Similarly, the HiLux’s 2.8 (130kW/450Nm) has a stronger delivery overall and much better responsiveness but its torque also plateaus early.
It doesn’t pull as hard in the 2500rpm-4000rpm zone as the Ranger/Mazda BT-50's 3.2-litre five-cylinder, the Holden Colorado’s 2.8-litre four or VW Amarok’s 2.0-litre four.
Still, it has the legs to chug away easily enough in town, where the automatic returns 9.0L-11.0L/100km.
In ute-world, the Amarok’s 3.0-litre V6 turbo diesel (165kW/550Nm), priced from $59,990 in the Highline, is in a class of its own for refinement, performance and fuel-efficiency.
In the HiLux, Toyota’s sixspeed automatic is a seamless fit with either engine and 4WD selection is via a simple dial on the dash.

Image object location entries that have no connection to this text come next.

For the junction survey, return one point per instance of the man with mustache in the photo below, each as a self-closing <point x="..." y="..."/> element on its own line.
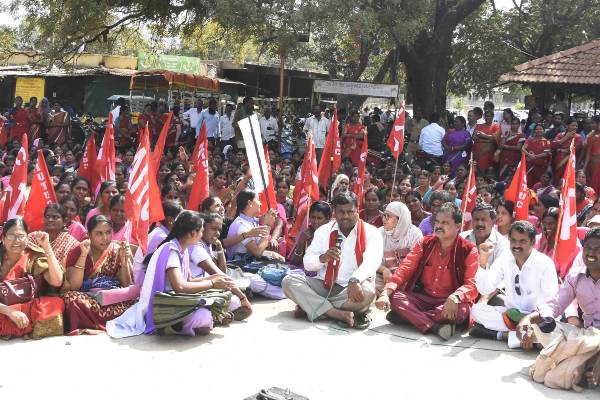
<point x="529" y="279"/>
<point x="437" y="279"/>
<point x="484" y="219"/>
<point x="346" y="254"/>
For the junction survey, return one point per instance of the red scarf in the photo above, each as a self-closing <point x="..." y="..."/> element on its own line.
<point x="333" y="267"/>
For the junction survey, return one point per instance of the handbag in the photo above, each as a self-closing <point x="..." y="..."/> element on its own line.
<point x="20" y="290"/>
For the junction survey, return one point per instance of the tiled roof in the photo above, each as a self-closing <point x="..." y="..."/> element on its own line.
<point x="576" y="66"/>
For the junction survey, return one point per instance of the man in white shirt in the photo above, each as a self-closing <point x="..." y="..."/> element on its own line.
<point x="268" y="126"/>
<point x="192" y="116"/>
<point x="226" y="127"/>
<point x="342" y="292"/>
<point x="318" y="126"/>
<point x="529" y="278"/>
<point x="430" y="140"/>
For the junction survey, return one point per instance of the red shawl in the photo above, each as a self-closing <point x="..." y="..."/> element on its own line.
<point x="333" y="267"/>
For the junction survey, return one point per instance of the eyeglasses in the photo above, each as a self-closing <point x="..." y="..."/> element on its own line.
<point x="12" y="237"/>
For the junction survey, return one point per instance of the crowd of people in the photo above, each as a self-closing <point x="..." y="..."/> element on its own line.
<point x="405" y="249"/>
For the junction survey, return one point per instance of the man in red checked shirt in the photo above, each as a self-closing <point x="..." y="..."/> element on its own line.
<point x="434" y="286"/>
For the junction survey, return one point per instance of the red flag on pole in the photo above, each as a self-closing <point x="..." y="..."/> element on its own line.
<point x="159" y="148"/>
<point x="518" y="192"/>
<point x="16" y="192"/>
<point x="41" y="194"/>
<point x="106" y="161"/>
<point x="359" y="183"/>
<point x="332" y="154"/>
<point x="270" y="189"/>
<point x="469" y="196"/>
<point x="396" y="139"/>
<point x="200" y="187"/>
<point x="87" y="168"/>
<point x="139" y="196"/>
<point x="566" y="236"/>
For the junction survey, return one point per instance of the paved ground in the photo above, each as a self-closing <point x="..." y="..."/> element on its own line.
<point x="320" y="361"/>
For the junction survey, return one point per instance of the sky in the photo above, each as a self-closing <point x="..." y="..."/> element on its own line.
<point x="10" y="20"/>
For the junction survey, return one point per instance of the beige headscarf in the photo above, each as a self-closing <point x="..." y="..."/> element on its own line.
<point x="405" y="234"/>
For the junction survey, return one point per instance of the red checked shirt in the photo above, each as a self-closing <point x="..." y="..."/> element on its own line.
<point x="437" y="279"/>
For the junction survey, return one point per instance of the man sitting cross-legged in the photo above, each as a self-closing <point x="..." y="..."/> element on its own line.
<point x="346" y="253"/>
<point x="434" y="286"/>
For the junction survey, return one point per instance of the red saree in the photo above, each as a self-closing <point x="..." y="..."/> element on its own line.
<point x="484" y="150"/>
<point x="84" y="314"/>
<point x="44" y="313"/>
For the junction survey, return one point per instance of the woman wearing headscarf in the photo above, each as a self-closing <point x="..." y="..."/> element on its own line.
<point x="399" y="237"/>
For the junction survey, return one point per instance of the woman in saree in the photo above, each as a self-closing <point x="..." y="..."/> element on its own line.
<point x="561" y="146"/>
<point x="108" y="190"/>
<point x="372" y="212"/>
<point x="510" y="146"/>
<point x="456" y="144"/>
<point x="399" y="236"/>
<point x="169" y="270"/>
<point x="42" y="316"/>
<point x="353" y="136"/>
<point x="485" y="142"/>
<point x="538" y="154"/>
<point x="98" y="263"/>
<point x="60" y="240"/>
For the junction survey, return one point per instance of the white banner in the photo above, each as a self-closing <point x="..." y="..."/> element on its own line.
<point x="356" y="88"/>
<point x="255" y="151"/>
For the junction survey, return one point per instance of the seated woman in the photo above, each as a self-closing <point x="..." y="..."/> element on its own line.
<point x="248" y="206"/>
<point x="318" y="215"/>
<point x="169" y="270"/>
<point x="42" y="316"/>
<point x="98" y="263"/>
<point x="60" y="240"/>
<point x="206" y="262"/>
<point x="399" y="237"/>
<point x="371" y="213"/>
<point x="71" y="218"/>
<point x="108" y="190"/>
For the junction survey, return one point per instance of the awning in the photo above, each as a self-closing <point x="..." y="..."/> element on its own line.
<point x="168" y="80"/>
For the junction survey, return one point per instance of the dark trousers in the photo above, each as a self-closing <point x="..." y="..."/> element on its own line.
<point x="424" y="311"/>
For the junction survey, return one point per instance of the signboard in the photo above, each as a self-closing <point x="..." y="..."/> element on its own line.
<point x="29" y="87"/>
<point x="356" y="88"/>
<point x="187" y="65"/>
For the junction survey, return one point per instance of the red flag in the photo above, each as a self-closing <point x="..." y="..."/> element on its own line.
<point x="332" y="153"/>
<point x="566" y="236"/>
<point x="269" y="192"/>
<point x="16" y="192"/>
<point x="200" y="187"/>
<point x="139" y="197"/>
<point x="469" y="196"/>
<point x="87" y="168"/>
<point x="40" y="195"/>
<point x="396" y="139"/>
<point x="159" y="148"/>
<point x="518" y="192"/>
<point x="358" y="184"/>
<point x="106" y="161"/>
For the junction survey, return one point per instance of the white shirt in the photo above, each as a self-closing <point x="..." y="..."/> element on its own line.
<point x="501" y="244"/>
<point x="430" y="140"/>
<point x="538" y="282"/>
<point x="319" y="130"/>
<point x="268" y="128"/>
<point x="372" y="255"/>
<point x="226" y="127"/>
<point x="193" y="115"/>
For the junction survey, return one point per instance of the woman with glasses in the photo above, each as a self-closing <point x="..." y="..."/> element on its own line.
<point x="42" y="316"/>
<point x="98" y="263"/>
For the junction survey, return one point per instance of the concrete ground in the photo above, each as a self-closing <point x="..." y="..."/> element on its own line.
<point x="320" y="361"/>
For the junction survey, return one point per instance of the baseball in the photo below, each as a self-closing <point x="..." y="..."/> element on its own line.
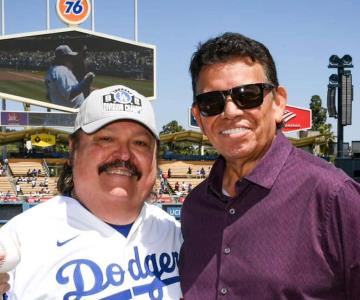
<point x="9" y="253"/>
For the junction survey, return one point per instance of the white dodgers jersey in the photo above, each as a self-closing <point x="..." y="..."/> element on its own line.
<point x="68" y="253"/>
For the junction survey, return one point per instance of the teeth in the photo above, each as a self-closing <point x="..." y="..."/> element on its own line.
<point x="120" y="172"/>
<point x="234" y="130"/>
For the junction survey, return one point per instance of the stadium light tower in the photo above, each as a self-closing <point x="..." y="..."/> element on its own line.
<point x="343" y="82"/>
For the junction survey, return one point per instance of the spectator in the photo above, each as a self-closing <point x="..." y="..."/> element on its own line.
<point x="271" y="221"/>
<point x="107" y="242"/>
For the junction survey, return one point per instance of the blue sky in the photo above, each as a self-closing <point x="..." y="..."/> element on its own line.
<point x="301" y="35"/>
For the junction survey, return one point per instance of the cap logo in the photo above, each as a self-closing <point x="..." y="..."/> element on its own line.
<point x="121" y="100"/>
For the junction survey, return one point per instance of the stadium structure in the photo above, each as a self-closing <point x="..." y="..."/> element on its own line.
<point x="29" y="174"/>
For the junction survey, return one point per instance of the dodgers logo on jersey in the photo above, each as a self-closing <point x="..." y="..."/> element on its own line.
<point x="144" y="276"/>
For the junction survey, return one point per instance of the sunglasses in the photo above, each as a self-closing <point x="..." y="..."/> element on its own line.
<point x="244" y="96"/>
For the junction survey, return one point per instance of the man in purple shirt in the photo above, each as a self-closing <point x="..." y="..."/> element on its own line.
<point x="271" y="221"/>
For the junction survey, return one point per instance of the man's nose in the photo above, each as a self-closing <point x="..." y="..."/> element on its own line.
<point x="122" y="151"/>
<point x="231" y="110"/>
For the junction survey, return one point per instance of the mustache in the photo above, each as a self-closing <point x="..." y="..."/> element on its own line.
<point x="120" y="164"/>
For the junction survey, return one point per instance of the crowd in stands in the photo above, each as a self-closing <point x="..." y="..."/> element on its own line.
<point x="181" y="185"/>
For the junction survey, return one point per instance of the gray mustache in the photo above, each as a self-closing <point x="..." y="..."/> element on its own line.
<point x="120" y="164"/>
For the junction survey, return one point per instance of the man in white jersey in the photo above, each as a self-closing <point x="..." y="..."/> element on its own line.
<point x="99" y="239"/>
<point x="61" y="84"/>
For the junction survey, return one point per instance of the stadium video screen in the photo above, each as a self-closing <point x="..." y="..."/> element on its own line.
<point x="28" y="61"/>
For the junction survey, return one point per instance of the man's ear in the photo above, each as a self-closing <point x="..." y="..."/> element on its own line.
<point x="71" y="152"/>
<point x="196" y="113"/>
<point x="279" y="103"/>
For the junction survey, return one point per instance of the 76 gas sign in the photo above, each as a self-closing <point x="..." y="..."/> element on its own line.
<point x="73" y="11"/>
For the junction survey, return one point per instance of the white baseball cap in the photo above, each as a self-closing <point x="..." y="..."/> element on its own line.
<point x="115" y="103"/>
<point x="63" y="50"/>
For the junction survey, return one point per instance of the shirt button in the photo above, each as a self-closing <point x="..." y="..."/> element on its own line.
<point x="223" y="291"/>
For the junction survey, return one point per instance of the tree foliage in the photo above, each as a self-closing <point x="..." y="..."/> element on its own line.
<point x="171" y="127"/>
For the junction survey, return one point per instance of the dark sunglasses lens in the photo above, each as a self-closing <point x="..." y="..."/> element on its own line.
<point x="248" y="96"/>
<point x="210" y="104"/>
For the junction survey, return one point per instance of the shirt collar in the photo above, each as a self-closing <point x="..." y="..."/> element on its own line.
<point x="264" y="174"/>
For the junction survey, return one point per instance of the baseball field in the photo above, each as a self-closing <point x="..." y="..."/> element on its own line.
<point x="30" y="84"/>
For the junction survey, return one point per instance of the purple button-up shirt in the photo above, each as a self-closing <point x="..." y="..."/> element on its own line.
<point x="292" y="232"/>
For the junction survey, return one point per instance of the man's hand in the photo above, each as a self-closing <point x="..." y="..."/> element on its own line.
<point x="4" y="283"/>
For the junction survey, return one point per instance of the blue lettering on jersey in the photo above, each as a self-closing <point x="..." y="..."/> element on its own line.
<point x="74" y="272"/>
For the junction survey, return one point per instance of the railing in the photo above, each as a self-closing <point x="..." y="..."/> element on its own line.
<point x="45" y="167"/>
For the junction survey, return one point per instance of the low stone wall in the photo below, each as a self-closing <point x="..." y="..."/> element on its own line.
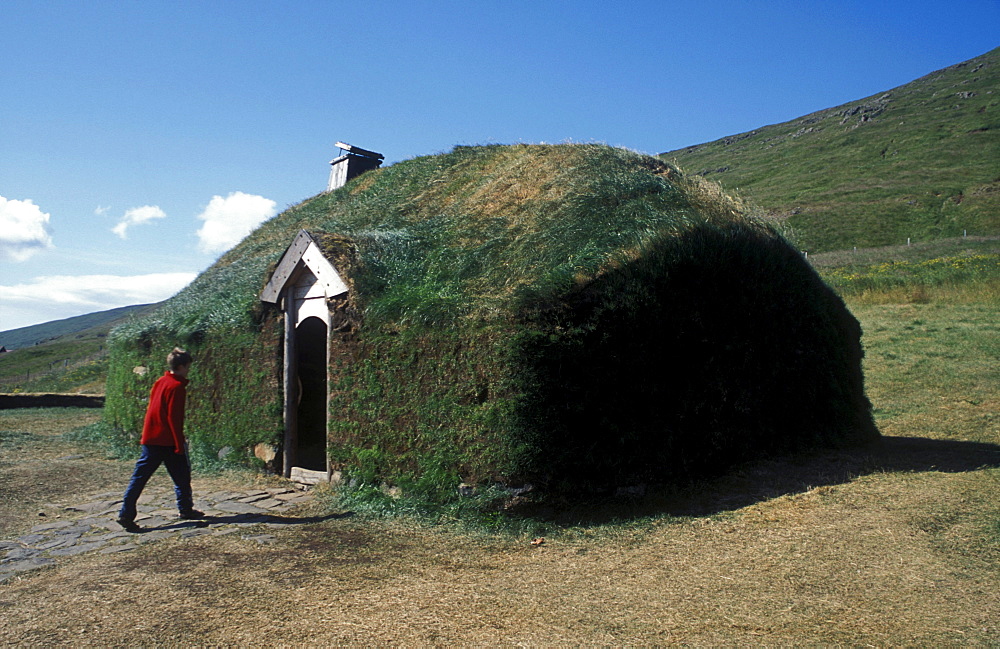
<point x="45" y="400"/>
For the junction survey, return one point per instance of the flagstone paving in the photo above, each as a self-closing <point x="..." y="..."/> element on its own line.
<point x="93" y="528"/>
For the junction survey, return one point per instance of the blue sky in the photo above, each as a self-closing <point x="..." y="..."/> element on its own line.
<point x="139" y="141"/>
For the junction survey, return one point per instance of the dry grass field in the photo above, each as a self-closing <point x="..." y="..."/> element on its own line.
<point x="897" y="544"/>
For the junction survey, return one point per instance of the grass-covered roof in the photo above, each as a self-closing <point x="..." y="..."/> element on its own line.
<point x="565" y="315"/>
<point x="479" y="232"/>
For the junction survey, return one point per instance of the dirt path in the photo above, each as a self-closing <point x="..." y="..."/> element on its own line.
<point x="890" y="557"/>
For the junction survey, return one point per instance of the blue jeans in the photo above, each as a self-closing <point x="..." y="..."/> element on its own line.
<point x="150" y="460"/>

In the SR5 you get a rear diff lock and 18-inch alloys.
ON THE ROAD
Anybody who tells you that utes are now so good they drive just like cars is having a lend.
They’re cumbersome, unwieldy things on the open road. The very firmly sprung HiLux can still get nervous and jumpy, especially at the back end, when you hit a few bumps.
The Colorado, Triton, Ranger and Amarok are no sports cars but they are more secure, confident handlers at highway speeds.
Ticking over at 1500rpm at 100km/h in sixth gear, the HiLux’s 2.8 is smooth and quiet, returning about 8.0L/100km.
Thanks to the robust chassis and stiff suspension, you can fit accessories, carry heavy loads in the tub or use its 3200kg towing capability (SR5 auto; manual is 3500kg), with less rear-end sag than some rivals.
It’s a given that a HiLux will take serious punishment, too. High clearance (279mm) and a 700mm wading depth add to its capability out in the boonies.
The HiLux is far from the best ute on the road but, as with Isuzu’s D-Max, it’s a safe, solid, reliable,economical workhorse — exactly what a work ute is meant to be, so it’s no wonder HiLux is No. 1 on the charts.
That said, rivals have the edge in other areas. The Triton is killer value at regularly advertised mid-$30K driveaway prices, the Ranger/BT-50 and Colorado nail the gruntfeatures-size trifecta and the Amarok, by quite a margin, is the best drive.